Enhanced Cell Uptake of Superparamagnetic Iron Oxide Nanoparticles Functionalized with Dendritic Guanidines
Why this work is in the frame
A frame that forgets how it found something cannot be audited. These are the routes that admitted this work.
Bibliographic record
Abstract
Magnetic resonance imaging (MRI) is a powerful tool for the diagnosis of disease and the study of biological processes such as cancer metastasis and inflammation. Superparamagnetic iron oxide (SPIO) nanoparticles have been shown to be effective contrast agents for labeling cells to provide high sensitivity in MRI, but this sensitivity depends on the ability to label cells with sufficient quantities of SPIO, which can be challenging for nonphagocytic cells such as cancer cells. To address this issue, a novel cell-penetrating polyester dendron with peripheral guanidines was developed and conjugated to the surface of SPIO. The functionalized nanoparticles were characterized by transmission electron microscopy, infrared spectroscopy, and dynamic light scattering, and it was found that the surface functionalization reaction proceeded to completion and did not have any adverse effects on the SPIO. In GL261 mouse glioma cells, the dendritic guanidine exhibited remarkably similar cell-penetrating capabilities to the HIV-Tat(47-57) peptide for the transport of fluorescein, and when conjugated to SPIO, it provided significantly enhanced uptake in comparison with nanoparticles having no dendron or dendrons with hydroxyl or amine peripheries.

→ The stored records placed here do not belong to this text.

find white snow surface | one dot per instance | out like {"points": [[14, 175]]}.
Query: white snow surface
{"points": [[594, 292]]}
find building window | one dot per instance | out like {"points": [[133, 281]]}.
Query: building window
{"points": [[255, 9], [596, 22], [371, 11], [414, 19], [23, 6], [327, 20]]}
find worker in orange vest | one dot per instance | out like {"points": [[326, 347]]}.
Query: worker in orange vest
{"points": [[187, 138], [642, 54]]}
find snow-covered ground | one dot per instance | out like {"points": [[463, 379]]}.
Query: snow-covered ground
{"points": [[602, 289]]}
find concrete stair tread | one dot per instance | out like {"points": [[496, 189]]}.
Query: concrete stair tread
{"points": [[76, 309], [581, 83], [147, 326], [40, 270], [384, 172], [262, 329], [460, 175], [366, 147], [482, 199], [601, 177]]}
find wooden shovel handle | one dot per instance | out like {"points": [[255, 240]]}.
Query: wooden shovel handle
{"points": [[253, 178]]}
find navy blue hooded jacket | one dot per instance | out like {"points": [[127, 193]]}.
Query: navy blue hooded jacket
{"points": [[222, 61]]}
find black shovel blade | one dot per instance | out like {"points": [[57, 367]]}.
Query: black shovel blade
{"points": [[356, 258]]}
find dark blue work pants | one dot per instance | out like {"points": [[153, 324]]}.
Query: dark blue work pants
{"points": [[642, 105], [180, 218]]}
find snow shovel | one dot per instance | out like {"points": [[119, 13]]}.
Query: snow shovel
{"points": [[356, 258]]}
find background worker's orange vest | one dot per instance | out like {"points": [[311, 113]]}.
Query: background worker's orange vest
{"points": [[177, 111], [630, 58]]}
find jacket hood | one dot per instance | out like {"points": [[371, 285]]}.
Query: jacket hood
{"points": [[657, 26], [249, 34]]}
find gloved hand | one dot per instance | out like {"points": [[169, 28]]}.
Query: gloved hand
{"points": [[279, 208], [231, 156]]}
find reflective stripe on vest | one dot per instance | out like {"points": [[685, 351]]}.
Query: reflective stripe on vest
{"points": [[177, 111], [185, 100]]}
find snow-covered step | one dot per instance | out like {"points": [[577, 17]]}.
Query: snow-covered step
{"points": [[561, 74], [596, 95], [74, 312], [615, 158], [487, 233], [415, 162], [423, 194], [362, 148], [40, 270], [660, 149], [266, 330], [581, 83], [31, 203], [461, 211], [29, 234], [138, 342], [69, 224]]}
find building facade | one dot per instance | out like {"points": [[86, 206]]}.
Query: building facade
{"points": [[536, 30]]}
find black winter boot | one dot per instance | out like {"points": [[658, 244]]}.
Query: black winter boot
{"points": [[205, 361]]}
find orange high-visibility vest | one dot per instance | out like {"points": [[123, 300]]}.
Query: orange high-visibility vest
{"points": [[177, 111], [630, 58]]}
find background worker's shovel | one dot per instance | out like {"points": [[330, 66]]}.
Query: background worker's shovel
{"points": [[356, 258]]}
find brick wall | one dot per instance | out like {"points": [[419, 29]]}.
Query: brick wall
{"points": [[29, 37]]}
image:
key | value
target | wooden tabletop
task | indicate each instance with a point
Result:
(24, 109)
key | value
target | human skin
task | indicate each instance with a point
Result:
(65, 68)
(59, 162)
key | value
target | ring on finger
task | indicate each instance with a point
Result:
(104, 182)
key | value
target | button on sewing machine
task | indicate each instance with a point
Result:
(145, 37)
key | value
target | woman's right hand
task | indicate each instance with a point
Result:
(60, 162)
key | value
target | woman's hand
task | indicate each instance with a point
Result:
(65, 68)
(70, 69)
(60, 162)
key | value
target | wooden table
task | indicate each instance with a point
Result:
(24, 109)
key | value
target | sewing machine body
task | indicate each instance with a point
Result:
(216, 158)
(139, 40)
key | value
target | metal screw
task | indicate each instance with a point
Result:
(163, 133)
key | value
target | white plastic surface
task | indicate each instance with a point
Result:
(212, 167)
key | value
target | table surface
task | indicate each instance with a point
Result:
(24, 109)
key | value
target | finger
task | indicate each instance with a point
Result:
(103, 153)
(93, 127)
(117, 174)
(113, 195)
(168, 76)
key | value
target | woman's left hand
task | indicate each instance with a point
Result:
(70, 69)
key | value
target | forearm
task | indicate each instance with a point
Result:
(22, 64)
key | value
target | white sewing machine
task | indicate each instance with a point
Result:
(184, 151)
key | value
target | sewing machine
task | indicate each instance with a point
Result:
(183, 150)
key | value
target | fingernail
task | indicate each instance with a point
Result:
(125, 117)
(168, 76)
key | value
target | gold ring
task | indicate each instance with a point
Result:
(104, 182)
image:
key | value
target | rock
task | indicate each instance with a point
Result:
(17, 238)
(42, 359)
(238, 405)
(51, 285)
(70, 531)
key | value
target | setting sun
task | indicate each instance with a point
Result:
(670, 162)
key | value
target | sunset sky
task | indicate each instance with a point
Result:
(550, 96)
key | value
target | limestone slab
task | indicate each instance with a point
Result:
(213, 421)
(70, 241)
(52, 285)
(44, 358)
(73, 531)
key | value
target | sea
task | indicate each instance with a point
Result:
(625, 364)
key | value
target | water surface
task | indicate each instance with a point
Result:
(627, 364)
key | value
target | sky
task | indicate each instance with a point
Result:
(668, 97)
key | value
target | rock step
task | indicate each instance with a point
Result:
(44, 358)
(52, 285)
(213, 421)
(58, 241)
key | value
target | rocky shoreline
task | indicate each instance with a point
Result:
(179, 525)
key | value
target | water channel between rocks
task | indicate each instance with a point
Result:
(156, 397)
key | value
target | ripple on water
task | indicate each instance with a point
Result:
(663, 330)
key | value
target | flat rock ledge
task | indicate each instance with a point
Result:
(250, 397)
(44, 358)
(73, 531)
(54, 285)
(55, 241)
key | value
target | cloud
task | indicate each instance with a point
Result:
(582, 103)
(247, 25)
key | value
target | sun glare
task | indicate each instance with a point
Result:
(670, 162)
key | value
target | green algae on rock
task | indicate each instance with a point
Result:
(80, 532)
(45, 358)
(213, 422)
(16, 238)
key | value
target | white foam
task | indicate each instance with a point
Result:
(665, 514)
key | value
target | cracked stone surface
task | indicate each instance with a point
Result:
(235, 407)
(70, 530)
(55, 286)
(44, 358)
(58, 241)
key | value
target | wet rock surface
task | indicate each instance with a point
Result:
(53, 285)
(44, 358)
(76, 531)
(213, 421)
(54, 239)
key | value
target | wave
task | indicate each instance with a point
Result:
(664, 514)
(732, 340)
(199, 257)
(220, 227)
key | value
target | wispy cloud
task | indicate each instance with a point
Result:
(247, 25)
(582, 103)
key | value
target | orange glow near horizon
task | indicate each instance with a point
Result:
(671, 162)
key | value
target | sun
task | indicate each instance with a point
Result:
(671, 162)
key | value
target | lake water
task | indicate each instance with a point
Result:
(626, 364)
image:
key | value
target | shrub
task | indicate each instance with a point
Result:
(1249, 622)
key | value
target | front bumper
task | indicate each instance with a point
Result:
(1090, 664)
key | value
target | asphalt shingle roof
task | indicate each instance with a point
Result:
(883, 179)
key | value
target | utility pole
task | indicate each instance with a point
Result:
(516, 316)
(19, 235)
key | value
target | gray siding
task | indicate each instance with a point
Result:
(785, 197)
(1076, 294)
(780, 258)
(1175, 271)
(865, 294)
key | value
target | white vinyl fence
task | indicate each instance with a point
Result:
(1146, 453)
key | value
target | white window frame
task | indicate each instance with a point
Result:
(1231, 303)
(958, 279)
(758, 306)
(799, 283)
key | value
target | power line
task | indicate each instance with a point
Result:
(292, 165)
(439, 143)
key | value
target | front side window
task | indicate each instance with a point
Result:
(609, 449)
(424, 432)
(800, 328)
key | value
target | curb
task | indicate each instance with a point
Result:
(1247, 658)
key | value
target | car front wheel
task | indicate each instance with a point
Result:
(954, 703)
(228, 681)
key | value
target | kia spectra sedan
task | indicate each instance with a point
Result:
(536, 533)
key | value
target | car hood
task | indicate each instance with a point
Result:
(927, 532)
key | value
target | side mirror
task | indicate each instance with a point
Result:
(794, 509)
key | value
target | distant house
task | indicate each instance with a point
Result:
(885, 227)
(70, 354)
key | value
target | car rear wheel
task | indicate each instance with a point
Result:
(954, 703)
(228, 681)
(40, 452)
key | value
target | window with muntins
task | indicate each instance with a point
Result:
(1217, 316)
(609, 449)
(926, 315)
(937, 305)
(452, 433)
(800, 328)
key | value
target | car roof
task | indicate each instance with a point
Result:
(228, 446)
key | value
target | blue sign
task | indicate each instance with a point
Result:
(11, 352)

This uptake led to substantial decreases in the transverse relaxation time (T(2)) of labeled cells relative to control cells. While the nanoparticles functionalized with dendritic guanidines exhibited somewhat greater toxicity than those functionalized with dendrons having hydroxyl or amine peripheries, they were still relatively nontoxic at the low concentrations required for labeling.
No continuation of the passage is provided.